Sadly, these three are really the only fully developed characters in the film. Redford’s Meacham serves the general role of “Elder Statesman With A Heart of Gold”, Howard’s Grace is “The Park Ranger With A Heart Of Gold”, Bentley’s Jack is “The Logger And Engaged Single Dad With A Heart Of Gold”, and Urban’s Gavin is “One-Dimensional Bad Guy Logger”. That’s not to say that they acquit themselves poorly; on the contrary, both Meacham and Grace are sweet characters that you want to root for time and again. Jack is there mostly to keep the scenery from flying away, but Bentley does as best as he can with a role that basically just locks him into “generic good guy” mode.

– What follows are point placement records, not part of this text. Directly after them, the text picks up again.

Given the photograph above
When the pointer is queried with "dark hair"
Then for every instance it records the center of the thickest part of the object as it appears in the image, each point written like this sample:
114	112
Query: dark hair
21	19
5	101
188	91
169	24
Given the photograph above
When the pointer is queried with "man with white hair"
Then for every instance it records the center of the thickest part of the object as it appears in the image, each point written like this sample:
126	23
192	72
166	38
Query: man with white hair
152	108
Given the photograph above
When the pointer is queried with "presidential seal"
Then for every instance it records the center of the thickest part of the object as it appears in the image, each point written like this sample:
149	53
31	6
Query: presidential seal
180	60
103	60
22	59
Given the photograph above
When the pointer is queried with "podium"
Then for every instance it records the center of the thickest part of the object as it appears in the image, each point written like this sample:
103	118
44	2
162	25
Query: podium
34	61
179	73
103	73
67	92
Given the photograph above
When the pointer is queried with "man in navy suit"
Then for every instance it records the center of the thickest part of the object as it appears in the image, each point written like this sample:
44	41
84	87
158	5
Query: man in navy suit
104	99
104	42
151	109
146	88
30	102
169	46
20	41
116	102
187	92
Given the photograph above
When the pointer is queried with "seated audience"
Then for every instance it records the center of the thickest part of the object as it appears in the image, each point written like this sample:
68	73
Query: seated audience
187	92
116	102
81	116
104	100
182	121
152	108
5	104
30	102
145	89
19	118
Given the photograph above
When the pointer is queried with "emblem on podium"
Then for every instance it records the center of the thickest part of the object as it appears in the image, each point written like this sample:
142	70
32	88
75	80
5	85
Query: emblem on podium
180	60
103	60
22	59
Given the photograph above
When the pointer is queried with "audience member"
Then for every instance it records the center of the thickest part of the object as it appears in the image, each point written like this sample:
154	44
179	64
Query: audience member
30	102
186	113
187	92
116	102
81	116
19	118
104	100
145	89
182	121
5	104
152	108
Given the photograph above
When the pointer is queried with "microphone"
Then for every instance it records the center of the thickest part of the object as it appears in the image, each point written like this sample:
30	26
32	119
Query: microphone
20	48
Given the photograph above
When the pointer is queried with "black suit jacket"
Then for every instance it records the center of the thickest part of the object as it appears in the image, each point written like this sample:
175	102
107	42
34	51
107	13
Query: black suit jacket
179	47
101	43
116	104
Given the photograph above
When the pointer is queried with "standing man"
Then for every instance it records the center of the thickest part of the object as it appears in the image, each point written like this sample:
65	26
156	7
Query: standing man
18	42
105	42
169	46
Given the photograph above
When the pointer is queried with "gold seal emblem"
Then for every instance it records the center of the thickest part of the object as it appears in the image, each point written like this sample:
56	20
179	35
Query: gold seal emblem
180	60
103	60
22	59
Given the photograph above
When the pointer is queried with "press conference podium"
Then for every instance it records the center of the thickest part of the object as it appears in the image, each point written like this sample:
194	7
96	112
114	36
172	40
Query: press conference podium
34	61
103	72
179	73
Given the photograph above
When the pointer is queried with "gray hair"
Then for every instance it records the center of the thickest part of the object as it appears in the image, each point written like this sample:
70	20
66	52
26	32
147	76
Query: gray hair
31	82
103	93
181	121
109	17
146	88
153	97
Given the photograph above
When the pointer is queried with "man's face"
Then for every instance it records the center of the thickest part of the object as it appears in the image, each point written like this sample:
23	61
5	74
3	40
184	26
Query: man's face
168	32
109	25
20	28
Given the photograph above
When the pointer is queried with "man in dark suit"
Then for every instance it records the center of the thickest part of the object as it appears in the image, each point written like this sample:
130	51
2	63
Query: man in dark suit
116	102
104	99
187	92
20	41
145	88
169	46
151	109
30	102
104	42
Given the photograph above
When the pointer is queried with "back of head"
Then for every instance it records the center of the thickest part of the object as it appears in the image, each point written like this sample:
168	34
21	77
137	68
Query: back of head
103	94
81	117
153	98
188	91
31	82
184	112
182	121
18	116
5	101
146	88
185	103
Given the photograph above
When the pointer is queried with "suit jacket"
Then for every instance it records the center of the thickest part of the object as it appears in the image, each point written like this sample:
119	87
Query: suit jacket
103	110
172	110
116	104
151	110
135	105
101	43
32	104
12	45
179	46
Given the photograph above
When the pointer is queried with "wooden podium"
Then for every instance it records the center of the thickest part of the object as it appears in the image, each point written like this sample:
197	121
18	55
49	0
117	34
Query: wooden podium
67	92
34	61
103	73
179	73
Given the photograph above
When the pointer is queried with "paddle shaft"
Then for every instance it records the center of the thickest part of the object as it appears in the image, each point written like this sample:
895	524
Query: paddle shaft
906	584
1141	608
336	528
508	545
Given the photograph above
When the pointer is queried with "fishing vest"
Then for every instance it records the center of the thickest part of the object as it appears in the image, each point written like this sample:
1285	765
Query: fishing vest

Of all of the characters, I take exception only to Gavin; Karl Urban is given almost nothing from a script perspective. An accomplished actor who can play it straight (“The Two Towers” and “Return of the King”), he can also chew scenery with the best of them (“The Chronicles of Riddick” and any of the new “Star Trek” reboots). Instead, he’s relegated to a thinly drawn role–made an antagonist because the film needed one, not because there was particularly any need for his character to be an antagonist. His motivations are non-existent until he says them out loud, by which time you wonder, “Really? That’s where they’re going with this?”
Is “Pete’s Dragon” okay for kids? Oh sure. There are a couple of scary scenes, including one with wolves at the beginning, but I wouldn’t hesitate to take my newly-minted seven-year-old to the movie with me. The computer graphics are okay enough–Elliot’s fur is rendered well, but the fuzzy dragon never looks like he’s as natural as his surroundings. On the other hand, the fur likely dials down the scare factor that might’ve been higher if he sported traditional dragon scales. Kids will love Elliot in all his fuzzy glory, and boys will long to run wild through the woods with so marvelous a companion. Girls will get a kick out of Natalie–the Hermione Granger of this film–strong, smart, and unafraid. And really, in a family-friendly movie like “Pete’s Dragon”, the adults aren’t the draw anyway, so positive images of the “kids” (of all shapes and sizes) is really all that matters.
2-1/2 out of 4 stars
“Pete’s Dragon” opens nationwide on August 12, 2016. This movie is rated PG for action, peril, and brief language.